Is Vanguard's VAS ETF a better ASX bet than BetaShares' A200?
So the primary differences here are the scope of the funds (ASX 200 vs. ASX 300), and the fees they charge. If you wish to seek out maximum diversification and are content to pay a little more to do so, then the Vanguard ETF might be the best pick. Especially if you appreciate that not-for-profit model.
But if you are chasing the lowest-cost ETF on the market, and you don't mind that small loss of diversity, then the BetaSahres Australia 200 ETF might be your preferred choice.
We'll end on performance. There isn't a lot separating the performances of these two ETFs.

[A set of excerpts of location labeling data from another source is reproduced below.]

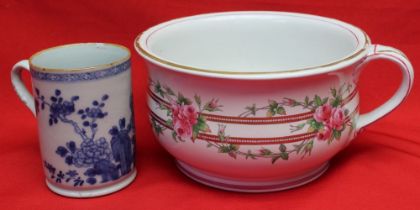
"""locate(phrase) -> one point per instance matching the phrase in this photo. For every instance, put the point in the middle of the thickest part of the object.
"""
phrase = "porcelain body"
(259, 101)
(83, 104)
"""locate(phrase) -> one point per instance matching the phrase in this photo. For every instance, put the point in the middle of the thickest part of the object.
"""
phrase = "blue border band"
(83, 76)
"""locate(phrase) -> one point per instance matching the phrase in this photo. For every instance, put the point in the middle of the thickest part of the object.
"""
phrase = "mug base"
(250, 186)
(94, 192)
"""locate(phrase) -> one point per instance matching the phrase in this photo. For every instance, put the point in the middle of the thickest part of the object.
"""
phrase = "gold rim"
(84, 69)
(214, 71)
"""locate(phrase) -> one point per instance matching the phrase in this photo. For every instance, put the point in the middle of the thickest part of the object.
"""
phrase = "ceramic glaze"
(83, 104)
(259, 101)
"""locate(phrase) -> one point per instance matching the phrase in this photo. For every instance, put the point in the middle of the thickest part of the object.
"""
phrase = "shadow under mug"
(83, 104)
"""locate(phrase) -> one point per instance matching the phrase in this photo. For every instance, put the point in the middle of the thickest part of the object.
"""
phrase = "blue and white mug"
(83, 103)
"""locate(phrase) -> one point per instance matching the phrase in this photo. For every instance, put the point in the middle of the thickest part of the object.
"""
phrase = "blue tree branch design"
(109, 161)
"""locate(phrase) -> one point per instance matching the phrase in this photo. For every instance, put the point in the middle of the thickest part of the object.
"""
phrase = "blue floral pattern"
(102, 160)
(71, 77)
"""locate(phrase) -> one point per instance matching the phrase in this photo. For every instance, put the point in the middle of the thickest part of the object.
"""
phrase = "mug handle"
(21, 90)
(396, 56)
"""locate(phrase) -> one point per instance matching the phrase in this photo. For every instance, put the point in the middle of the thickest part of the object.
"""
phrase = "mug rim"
(82, 69)
(357, 54)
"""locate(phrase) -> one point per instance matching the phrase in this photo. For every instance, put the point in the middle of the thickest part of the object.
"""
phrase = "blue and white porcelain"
(82, 100)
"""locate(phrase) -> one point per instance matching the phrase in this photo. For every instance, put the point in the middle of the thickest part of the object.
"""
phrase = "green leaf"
(250, 155)
(318, 100)
(265, 152)
(270, 113)
(273, 104)
(183, 100)
(234, 147)
(252, 109)
(346, 112)
(169, 91)
(336, 101)
(197, 100)
(201, 125)
(282, 148)
(284, 155)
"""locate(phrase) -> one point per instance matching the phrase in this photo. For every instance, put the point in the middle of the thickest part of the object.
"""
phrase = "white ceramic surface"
(83, 104)
(245, 99)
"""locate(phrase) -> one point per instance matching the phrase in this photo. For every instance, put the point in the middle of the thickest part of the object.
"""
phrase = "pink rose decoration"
(183, 129)
(288, 102)
(184, 117)
(337, 118)
(213, 104)
(190, 114)
(324, 134)
(323, 113)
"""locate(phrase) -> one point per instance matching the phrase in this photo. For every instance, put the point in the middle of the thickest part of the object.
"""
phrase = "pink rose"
(213, 103)
(323, 113)
(190, 114)
(183, 129)
(324, 133)
(337, 118)
(175, 109)
(184, 117)
(288, 102)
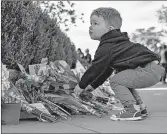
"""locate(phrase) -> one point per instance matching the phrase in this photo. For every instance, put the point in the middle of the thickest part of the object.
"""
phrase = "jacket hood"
(114, 36)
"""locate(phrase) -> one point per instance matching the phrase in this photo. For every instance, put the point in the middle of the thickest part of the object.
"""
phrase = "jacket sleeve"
(99, 64)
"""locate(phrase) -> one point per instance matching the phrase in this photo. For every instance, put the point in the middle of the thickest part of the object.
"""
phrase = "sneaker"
(142, 109)
(128, 114)
(144, 112)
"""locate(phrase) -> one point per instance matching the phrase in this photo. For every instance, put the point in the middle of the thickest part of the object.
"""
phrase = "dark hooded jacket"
(115, 52)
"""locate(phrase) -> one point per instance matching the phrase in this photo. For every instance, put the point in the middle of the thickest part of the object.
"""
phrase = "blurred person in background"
(163, 54)
(88, 57)
(80, 53)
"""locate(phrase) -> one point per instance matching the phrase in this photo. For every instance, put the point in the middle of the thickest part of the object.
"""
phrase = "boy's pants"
(125, 82)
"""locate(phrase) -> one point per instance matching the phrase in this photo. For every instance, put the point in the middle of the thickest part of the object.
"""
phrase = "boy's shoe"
(142, 109)
(128, 114)
(144, 112)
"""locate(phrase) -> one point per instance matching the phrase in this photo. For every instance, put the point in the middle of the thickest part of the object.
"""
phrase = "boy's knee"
(113, 84)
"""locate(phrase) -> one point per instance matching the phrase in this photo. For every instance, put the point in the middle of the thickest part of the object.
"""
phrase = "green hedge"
(29, 34)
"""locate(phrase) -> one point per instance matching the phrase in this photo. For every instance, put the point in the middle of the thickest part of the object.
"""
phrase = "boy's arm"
(99, 64)
(102, 78)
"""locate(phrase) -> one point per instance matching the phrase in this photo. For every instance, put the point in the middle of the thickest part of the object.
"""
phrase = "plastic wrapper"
(55, 108)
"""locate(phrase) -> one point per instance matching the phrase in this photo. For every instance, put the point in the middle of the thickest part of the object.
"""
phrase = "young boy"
(136, 66)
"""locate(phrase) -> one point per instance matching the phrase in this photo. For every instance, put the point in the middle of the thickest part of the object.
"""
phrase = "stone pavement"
(155, 123)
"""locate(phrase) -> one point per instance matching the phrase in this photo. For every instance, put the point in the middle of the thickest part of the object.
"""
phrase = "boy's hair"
(111, 15)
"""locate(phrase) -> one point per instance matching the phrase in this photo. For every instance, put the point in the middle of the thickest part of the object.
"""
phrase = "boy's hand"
(89, 88)
(77, 90)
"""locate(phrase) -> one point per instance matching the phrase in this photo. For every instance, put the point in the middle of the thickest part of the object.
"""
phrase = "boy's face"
(98, 27)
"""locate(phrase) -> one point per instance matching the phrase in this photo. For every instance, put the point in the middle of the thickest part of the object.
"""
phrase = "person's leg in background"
(140, 106)
(164, 75)
(131, 79)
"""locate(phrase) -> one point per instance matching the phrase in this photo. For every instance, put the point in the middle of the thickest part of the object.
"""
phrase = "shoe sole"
(144, 115)
(126, 119)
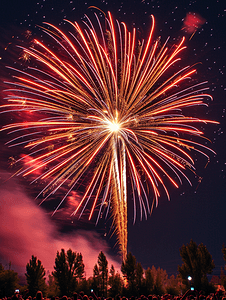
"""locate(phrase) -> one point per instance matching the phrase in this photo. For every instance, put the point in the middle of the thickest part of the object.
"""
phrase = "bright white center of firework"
(114, 127)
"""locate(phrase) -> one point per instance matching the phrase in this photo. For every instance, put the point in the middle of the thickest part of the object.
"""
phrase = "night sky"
(196, 212)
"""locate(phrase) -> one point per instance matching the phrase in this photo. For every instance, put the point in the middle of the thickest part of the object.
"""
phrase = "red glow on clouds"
(27, 230)
(192, 22)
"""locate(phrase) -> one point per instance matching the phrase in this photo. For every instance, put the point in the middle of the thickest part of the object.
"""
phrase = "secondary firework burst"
(108, 111)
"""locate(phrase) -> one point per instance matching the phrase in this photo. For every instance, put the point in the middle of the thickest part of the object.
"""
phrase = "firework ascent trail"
(108, 110)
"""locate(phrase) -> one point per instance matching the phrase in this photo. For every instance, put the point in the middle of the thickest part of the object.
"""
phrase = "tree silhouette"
(115, 283)
(8, 282)
(35, 276)
(197, 263)
(69, 268)
(103, 273)
(128, 269)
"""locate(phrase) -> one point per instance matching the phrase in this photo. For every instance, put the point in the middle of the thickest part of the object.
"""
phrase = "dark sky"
(196, 212)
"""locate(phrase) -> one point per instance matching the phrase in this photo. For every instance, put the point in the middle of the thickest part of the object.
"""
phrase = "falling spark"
(107, 109)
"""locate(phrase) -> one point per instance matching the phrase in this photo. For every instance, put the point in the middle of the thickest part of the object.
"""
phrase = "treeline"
(68, 276)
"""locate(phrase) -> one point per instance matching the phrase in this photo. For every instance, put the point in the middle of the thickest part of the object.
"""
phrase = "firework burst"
(108, 110)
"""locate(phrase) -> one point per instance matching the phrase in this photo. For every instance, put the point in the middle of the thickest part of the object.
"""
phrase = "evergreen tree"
(197, 263)
(139, 278)
(115, 283)
(96, 280)
(128, 269)
(160, 280)
(8, 282)
(103, 273)
(52, 287)
(149, 282)
(35, 276)
(69, 268)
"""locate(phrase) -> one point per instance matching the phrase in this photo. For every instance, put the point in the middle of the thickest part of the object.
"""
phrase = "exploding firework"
(107, 110)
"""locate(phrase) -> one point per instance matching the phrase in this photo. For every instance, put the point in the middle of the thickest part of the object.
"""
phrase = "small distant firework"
(192, 23)
(107, 111)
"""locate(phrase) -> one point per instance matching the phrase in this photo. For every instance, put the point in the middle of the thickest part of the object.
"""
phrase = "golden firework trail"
(107, 110)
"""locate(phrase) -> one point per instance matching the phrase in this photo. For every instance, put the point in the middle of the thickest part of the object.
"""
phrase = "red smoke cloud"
(26, 230)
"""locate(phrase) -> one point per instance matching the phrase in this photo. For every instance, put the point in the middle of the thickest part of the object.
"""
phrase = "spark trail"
(108, 109)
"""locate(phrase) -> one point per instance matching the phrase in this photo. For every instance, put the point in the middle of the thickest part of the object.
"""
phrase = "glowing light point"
(114, 127)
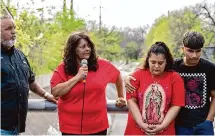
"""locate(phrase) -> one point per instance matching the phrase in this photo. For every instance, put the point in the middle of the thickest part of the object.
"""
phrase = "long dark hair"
(160, 48)
(70, 57)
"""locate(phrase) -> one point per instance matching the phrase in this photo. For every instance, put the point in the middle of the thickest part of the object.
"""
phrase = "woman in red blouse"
(158, 97)
(81, 88)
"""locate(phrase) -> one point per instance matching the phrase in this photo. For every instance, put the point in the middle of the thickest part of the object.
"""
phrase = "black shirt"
(16, 75)
(199, 80)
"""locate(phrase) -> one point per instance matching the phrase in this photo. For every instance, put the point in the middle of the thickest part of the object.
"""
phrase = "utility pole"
(100, 17)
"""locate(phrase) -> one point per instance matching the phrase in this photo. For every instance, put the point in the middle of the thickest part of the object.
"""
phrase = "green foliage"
(170, 29)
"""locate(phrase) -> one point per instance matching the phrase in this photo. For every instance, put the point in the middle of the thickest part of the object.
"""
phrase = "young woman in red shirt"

However, the BetaShares Australia 200 ETF does have a slight edge over the Vanguard Australian Shares ETF. During the 12 months to 30 April 2023, the A200 fund returned 2.67%. It has also averaged 14.31% per annum over the three years to 30 April.
In contrast, Vanguard's VAS fund returned 2.09% over the 12 months and averaged a flat 14% over the three-year period. Of course, this doesn't mean the BetaShares fund will always outperform the Vanguard ETF. But BetaShares certainly takes the performance crown for now.